Птица, о которой шла речь, издала подобие вздоха и покачала покрытой перьями головой.
— Не уверен, что нужно вас выпускать. Знаете, лучше вам выйти из города по морскому каналу. Прокрасться на баржу или судно какое-нибудь. Как только выберетесь, идите к человекоподобным гигантам Вин. Защищать вас они не станут, потому как дерутся только за себя, зато на их территорию не проникнет ни один ханнак. Вин тяжело одолеть, когда они почуют неладное. Собственно, только благодаря им звери-воины и ханнаки не захватили тот конец канала. И тем, и другим уже приходилось испытать силу молотов хуккарранских человекоподобных гигантов на собственной шкуре, и не слишком-то это им пришлось по нраву. В общем, когда будете на территории Вин, ищите человека-птицу, что живет там.
— Человека-птицу? — спросил Сандо. — Он из… людей-зверей?
— Ее зовут Крааак. Женщина-ястреб живет в штольне вот уже тридцать лет. Птицы-люди и звери-люди не слишком-то ладят друг с другом, так что она с радостью проводит вас до лесов, где прячутся уцелевшие воины из карфаганской и гутрумитской армий. А оттуда вы сможете добраться до Бхантана. Думаю, ваш первоначальный план верен. Верните себе свою страну, а затем уже будете думать о том, чем помочь здесь.
— Здорово! — воскликнул Гидо. — Так и сделаем!
— В городе комендантский час, так что смотрите не попадитесь, — предупредил Ворон. — Уже поздно, на улицах полным-полно поимщиков воров.
Ворон вскрыл своим талантливым клювом замок в двери камеры, а затем и замки на ручных кандалах с цепями, которые крепились к стенам темницы. Пернатый провел мальчиков по хитросплетению тоннелей и вывел к канализации. А уж оттуда близнецы и сами смогут найти выход на улицу.
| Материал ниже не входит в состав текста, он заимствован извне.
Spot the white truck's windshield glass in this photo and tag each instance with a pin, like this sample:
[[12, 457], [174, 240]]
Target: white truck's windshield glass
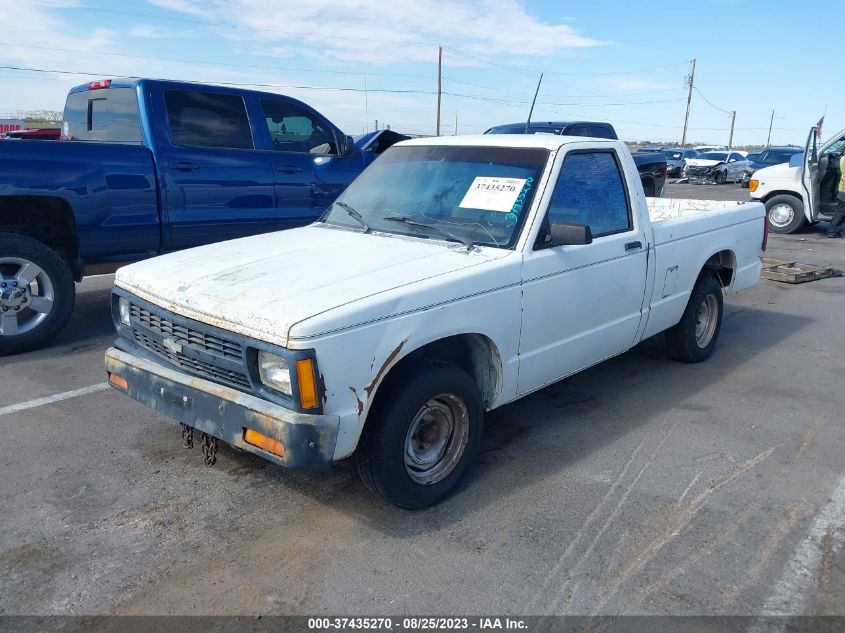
[[477, 194]]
Стояла ночь. Братья торопливо шли по сырым мощеным аллеям, то и дело пригибаясь и оглядываясь. Повсюду виднелись следы жестокого правления Гумбольда. С арок свисали клетки с полумертвыми людьми и трупами. Тела на виселицах раскачивались как маятники на ночном ветерке. Тут и там с шеста таращилась отрубленная голова. Часовые с дубинками в руках патрулировали улицы группами по десять человек.
Однажды близнецы едва не наткнулись на поимщиков воров. Пришлось укрыться в башне. Мальчишки взобрались на самый верх, чтобы посмотреть оттуда, что делается по ту сторону городских стен. За городом горело поразительно много сторожевых костров. Казалось, здесь собрались варвары со всего мира. Гидо пожаловался на сильный запах невыделанных шкур, что повис в воздухе.
— Это потому, — объяснил Сандо, — что варвары делают палатки из сырых шкур, которые даже не выскребли.
— Какой догадливый, — сказал брат.
— Да уж, я такой, — согласился Сандо.
— Но, — выдвинул следующий аргумент Гидо, — люди пахнут так же скверно, как и эти палатки. Ведь мыться тоже надо.
Сандо заметил:
— Как любила говаривать наша матушка, покажи ханнаку кусок мыла, и он съест его ровно за десять секунд.
— Наша мама, — добавил Гидо, — говаривала: «Покажи человеку-зверю таз с водой, и он окунет в него свои ботинки».
— Глупость, никогда она так не говорила!
— Говорила!
— Я такого не слышал!
— Ты вообще никого не слушаешь!
— Задница ты разумная!
— Да, разумная.
Близнецы спустились с башни и направились дальше, к каналу. Они перебегали от одной тени к другой и наконец добрались до пристани, где стояли пришвартованные баржи.